The Militant (logo)  

Vol. 71/No. 43      November 19, 2007

 
Venezuela: pro-imperialist opposition
protests changes to constitution
(front page)
 
BY OLYMPIA NEWTON
AND RÓGER CALERO
 
CARACAS, Venezuela—A march of several thousand here October 23 kicked off a series of opposition mobilizations against proposed amendments to the country’s constitution. Marchers, confronted along the way by smaller rallies of government supporters, scuffled with cops, who tossed tear gas canisters into the opposition crowd.

Venezuela’s National Electoral Council has set December 2 for a referendum on the amendments, to be voted on as a package. In August, President Hugo Chávez proposed 33 changes to the country’s constitution, and government ministries and community groups subsequently proposed an additional 36. The amendments range from eliminating presidential term limits, to bringing the Central Bank under direct presidential control, shortening the workday with no cut in pay, and creating a “popular militia” branch of the armed forces.

The 69 amendments were debated and approved by the National Assembly, all of whose seats are held by pro-Chávez parties.
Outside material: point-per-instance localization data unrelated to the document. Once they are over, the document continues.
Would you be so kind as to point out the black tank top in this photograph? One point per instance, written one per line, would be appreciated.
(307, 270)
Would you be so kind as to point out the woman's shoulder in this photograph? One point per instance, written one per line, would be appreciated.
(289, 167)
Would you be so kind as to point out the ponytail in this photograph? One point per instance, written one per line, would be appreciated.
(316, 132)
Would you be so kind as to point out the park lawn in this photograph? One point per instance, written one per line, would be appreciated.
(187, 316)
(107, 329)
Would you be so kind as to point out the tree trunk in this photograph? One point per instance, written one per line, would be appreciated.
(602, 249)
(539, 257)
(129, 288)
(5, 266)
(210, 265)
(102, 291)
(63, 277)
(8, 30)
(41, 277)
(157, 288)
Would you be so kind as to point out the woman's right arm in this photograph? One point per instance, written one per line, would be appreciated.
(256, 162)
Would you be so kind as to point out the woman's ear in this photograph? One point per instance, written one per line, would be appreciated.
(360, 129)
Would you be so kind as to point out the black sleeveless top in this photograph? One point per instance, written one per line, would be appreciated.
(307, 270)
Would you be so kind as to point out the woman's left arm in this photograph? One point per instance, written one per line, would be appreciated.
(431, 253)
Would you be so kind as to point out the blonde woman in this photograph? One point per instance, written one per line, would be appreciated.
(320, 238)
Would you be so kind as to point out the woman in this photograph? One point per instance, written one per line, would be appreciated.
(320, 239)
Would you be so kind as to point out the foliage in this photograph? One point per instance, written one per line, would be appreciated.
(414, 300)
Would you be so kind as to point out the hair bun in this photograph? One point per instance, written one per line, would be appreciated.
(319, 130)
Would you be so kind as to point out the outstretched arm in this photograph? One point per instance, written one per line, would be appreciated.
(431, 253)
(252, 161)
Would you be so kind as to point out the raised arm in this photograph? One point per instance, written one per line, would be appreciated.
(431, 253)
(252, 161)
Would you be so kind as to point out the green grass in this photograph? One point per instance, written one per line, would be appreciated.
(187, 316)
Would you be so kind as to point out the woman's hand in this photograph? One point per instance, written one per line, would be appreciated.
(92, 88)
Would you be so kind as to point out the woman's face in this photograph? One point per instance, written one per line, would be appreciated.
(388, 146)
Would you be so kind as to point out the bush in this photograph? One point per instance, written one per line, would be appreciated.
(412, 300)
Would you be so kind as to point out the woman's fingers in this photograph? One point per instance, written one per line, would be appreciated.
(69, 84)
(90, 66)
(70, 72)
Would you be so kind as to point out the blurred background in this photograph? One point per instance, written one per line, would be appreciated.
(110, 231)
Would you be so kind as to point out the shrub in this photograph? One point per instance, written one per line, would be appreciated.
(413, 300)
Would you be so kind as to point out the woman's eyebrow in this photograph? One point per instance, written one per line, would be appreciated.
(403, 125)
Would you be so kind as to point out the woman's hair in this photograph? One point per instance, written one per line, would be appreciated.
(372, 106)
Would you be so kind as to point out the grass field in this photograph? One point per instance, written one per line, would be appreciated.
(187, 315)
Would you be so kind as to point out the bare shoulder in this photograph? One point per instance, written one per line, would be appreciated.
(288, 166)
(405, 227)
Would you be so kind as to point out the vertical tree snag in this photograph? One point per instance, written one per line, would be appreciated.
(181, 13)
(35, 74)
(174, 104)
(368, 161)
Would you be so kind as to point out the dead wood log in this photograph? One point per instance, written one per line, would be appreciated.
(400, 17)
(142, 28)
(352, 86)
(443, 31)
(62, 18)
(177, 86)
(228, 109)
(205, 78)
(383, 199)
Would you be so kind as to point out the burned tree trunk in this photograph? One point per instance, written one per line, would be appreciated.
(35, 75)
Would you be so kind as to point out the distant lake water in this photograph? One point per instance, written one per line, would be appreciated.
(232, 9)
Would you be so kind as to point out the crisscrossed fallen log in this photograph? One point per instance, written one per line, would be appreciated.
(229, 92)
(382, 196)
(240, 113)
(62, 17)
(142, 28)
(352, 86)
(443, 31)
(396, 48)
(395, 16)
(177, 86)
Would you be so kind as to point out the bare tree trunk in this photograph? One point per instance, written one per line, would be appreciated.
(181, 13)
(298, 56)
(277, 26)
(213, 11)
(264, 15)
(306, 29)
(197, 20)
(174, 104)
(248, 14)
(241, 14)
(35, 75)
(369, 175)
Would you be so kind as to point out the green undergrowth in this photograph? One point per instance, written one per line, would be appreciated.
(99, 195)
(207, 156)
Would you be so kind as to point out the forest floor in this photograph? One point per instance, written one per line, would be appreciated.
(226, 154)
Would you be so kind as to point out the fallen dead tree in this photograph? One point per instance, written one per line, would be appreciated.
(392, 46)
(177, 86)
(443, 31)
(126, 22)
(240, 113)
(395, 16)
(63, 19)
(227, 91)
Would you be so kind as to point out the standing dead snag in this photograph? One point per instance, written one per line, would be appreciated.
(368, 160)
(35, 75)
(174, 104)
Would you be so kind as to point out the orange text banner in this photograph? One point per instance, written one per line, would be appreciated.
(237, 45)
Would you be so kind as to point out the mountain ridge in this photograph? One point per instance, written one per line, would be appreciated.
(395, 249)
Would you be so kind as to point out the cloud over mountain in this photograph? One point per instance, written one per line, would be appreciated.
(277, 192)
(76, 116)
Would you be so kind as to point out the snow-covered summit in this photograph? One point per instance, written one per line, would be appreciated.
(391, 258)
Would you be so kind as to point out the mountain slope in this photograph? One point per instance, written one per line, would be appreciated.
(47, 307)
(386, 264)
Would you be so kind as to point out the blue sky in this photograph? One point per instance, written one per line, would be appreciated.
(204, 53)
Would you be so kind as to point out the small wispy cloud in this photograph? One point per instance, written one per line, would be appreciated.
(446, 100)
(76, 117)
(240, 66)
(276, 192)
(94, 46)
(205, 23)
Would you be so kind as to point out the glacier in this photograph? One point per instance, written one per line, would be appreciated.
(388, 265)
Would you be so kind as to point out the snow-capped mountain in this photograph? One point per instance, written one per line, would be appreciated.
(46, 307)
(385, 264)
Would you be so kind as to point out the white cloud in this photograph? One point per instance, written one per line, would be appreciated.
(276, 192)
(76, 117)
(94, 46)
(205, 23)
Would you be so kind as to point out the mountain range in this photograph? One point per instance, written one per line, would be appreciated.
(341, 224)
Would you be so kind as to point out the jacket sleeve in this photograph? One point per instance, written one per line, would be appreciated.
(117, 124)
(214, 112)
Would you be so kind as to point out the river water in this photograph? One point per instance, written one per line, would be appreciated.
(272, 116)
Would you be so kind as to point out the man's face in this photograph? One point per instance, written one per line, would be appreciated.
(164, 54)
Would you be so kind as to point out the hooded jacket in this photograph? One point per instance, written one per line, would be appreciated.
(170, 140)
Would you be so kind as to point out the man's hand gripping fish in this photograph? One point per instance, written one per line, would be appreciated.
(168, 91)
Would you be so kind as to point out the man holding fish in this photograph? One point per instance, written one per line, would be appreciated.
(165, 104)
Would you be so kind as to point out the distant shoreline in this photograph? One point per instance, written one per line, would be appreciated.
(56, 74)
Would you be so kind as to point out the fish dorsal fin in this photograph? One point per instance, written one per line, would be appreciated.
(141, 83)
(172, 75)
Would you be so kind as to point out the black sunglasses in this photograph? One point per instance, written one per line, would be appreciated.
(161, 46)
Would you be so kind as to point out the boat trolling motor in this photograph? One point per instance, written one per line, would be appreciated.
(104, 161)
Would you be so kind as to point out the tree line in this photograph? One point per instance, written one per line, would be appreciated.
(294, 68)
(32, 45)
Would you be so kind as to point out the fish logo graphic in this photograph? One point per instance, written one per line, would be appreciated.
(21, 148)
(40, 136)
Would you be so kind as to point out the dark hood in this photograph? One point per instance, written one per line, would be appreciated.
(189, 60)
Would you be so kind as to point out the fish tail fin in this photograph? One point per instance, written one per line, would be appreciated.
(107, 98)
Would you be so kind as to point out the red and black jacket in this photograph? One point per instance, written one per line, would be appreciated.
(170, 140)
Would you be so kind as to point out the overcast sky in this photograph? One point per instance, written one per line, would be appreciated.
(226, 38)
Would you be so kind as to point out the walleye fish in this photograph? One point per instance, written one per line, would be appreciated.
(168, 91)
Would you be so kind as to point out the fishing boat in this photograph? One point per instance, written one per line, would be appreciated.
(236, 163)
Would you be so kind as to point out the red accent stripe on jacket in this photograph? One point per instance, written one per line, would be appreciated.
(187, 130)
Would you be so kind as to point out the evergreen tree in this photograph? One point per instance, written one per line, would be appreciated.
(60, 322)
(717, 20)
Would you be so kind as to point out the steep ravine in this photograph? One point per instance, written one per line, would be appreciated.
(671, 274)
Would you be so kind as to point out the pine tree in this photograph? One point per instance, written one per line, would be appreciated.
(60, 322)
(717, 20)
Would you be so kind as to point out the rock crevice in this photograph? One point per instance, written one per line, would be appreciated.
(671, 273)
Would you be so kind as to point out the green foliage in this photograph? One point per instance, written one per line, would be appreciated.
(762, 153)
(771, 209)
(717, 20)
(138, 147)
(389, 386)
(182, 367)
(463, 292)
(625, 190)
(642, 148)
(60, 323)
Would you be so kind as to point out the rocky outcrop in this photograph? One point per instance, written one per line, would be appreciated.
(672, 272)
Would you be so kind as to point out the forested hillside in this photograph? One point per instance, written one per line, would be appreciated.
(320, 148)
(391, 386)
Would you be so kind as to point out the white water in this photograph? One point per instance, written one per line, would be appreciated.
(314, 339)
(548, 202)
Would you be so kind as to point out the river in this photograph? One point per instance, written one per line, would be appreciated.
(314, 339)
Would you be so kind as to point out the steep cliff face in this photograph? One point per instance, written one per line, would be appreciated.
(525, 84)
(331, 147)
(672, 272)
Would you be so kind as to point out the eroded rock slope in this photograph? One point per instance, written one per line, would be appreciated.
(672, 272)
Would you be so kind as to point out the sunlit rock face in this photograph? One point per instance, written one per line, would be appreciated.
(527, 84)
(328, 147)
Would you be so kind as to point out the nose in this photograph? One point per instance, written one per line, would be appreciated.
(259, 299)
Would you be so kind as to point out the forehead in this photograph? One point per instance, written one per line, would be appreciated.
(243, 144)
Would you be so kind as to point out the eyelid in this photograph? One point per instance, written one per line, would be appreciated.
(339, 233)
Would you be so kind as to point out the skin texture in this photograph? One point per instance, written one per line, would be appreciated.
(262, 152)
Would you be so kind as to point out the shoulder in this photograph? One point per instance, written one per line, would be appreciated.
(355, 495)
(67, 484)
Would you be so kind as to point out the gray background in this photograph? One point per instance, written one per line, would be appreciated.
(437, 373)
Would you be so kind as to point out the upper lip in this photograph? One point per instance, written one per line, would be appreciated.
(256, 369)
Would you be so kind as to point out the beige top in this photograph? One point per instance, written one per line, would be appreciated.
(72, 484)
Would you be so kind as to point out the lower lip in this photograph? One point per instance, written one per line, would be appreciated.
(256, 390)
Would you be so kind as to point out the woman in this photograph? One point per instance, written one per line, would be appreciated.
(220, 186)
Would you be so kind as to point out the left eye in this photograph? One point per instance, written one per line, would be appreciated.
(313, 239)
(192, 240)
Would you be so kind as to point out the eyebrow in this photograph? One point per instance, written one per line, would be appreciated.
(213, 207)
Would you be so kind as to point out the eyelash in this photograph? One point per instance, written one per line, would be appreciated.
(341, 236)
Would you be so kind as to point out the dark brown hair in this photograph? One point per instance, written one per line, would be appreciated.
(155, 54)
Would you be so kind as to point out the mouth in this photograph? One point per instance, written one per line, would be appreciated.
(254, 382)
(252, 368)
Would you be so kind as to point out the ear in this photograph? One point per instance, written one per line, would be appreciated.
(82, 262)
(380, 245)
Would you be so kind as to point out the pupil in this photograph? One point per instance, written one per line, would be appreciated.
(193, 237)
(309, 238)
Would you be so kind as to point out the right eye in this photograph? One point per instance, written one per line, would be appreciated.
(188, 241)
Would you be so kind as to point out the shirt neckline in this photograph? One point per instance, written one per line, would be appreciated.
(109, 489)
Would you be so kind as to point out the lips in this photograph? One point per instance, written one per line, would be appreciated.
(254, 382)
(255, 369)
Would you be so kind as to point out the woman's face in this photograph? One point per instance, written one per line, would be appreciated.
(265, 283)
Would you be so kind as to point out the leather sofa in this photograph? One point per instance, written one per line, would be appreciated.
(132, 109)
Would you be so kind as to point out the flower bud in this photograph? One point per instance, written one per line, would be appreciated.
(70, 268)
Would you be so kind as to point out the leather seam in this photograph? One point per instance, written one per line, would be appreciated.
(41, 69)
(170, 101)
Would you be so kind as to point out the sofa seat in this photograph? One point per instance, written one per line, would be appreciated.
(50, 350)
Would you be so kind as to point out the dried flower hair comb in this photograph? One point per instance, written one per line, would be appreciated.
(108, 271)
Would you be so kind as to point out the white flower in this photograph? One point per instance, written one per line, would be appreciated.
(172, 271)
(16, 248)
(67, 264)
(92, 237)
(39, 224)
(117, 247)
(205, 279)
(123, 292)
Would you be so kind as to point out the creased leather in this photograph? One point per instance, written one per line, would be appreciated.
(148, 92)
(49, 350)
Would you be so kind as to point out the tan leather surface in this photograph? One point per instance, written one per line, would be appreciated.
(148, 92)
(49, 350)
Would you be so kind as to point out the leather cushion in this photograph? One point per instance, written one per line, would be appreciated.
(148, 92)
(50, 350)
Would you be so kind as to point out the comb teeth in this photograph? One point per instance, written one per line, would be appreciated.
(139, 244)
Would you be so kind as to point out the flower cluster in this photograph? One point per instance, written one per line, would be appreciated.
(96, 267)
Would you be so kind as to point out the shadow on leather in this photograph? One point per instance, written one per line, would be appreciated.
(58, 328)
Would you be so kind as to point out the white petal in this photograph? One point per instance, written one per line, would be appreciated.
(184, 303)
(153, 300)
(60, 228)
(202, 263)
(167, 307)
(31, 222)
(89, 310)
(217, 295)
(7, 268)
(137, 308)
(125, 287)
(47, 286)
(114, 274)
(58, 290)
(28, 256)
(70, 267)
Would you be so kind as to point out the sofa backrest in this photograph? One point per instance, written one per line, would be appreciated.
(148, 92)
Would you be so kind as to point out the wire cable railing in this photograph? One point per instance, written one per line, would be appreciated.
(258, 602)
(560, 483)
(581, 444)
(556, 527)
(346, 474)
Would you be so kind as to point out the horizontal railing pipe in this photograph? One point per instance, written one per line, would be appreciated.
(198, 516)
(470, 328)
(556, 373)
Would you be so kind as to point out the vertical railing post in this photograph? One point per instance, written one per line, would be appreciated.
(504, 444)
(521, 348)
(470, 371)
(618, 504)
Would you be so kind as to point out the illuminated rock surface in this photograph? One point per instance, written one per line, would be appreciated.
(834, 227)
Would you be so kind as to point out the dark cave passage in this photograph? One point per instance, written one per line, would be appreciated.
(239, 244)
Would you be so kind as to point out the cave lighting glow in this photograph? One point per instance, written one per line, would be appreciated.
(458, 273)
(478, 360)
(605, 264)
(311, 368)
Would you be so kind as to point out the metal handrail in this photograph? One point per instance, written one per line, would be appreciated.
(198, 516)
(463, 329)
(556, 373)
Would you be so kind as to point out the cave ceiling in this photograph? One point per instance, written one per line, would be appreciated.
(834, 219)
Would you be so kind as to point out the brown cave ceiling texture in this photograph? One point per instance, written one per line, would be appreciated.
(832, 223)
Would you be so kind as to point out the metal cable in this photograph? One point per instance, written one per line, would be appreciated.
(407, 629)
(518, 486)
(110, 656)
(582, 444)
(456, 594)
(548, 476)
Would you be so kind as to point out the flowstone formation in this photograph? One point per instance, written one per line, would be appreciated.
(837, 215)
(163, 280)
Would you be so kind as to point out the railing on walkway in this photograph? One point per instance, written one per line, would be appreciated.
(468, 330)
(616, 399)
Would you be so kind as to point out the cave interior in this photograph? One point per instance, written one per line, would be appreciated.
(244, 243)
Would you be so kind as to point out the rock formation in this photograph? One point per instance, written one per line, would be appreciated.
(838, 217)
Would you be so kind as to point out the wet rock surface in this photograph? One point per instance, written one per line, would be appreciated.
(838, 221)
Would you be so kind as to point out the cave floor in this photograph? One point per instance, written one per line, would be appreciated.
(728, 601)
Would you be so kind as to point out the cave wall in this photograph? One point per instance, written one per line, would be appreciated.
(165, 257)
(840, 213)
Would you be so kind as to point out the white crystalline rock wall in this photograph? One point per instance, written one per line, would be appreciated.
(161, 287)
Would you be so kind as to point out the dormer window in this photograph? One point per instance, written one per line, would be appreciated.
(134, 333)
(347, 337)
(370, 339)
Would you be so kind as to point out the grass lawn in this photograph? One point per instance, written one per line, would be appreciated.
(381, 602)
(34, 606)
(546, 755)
The bulk of the proposals involve changes to the country’s political and territorial organization. They would bring existing community councils into official government structures. The councils are neighborhood-based groups of workers, peasants, students, and others active in government-sponsored “missions”—social programs aimed at expanding access to education, health care, culture, and job training. The councils will be able to obtain and manage government funds for projects they decide on.

Many government supporters say the moves to increase the centralization of powers in the hands of the president will help combat corruption and cut through red tape that workers and peasants often bump into as they fight for better living conditions. Others support the measures as a way to avoid direct confrontation with the rule of industrialists, bankers, and large landowners by setting up new structures while leaving existing institutions fundamentally intact.

“Two states will exist,” said William Barreto, vice president of the Caracas Municipal Youth Institute, in an October 24 interview. “We will keep the institutions and organizational forms from bourgeois society at the same time that we build a parallel government with a socialist character.”

While the opposition argues shrilly that the package would eliminate private property, the amendments guarantee five forms of property that are described as public, social, collective, mixed, and private.

“Private property is to be respected,” said Barreto. “Our president has said that what we are after is the diversification of property.”

The package also includes a number of popular measures that are likely to raise the expectations of Venezuela’s workers and peasants. Such proposals include the expansion of state ownership of large landholdings that are currently in the hands of private owners, a ban on forced overtime, and bringing taxi drivers, street vendors, and bus operators under the national social security system.

“Many articles will broaden the political participation of youth and students,” said Alberto Castelar, a deputy in the National Assembly, in an October 23 interview. One provision would lower the voting age to 16. In addition, according to Castelar, two new government ministries for youth and students would be set up, and college campus workers would be eligible to vote in university elections.

Gerardo Blyde, an opposition leader and former legislator, told the press, “Chávez is seeking to reduce the territory held by the opposition and give his intention to remain in power a legal foundation.”

The leaders of the student government at the Central University of Venezuela (UCV) in Caracas have been at the center of opposition activities in recent months. They argue that the constitutional changes will weaken civil liberties and further consolidate Chávez’s power.

Students comprised a slight majority of today’s march, which started out at the UCV. A contingent of medical students carried a banner with pictures of Venezuelan scientist José María Vargas and Cuban revolutionary Ernesto Che Guevara, asking, “Which one is the father of Venezuelan medicine?”

The pro-imperialist opposition forces here have raged against the Chávez administration for its close collaboration with revolutionary Cuba. This cooperation includes 20,000 Cuban volunteer doctors and other medical personnel who staff free clinics in working-class neighborhoods throughout the country where most Venezuelan doctors will not go.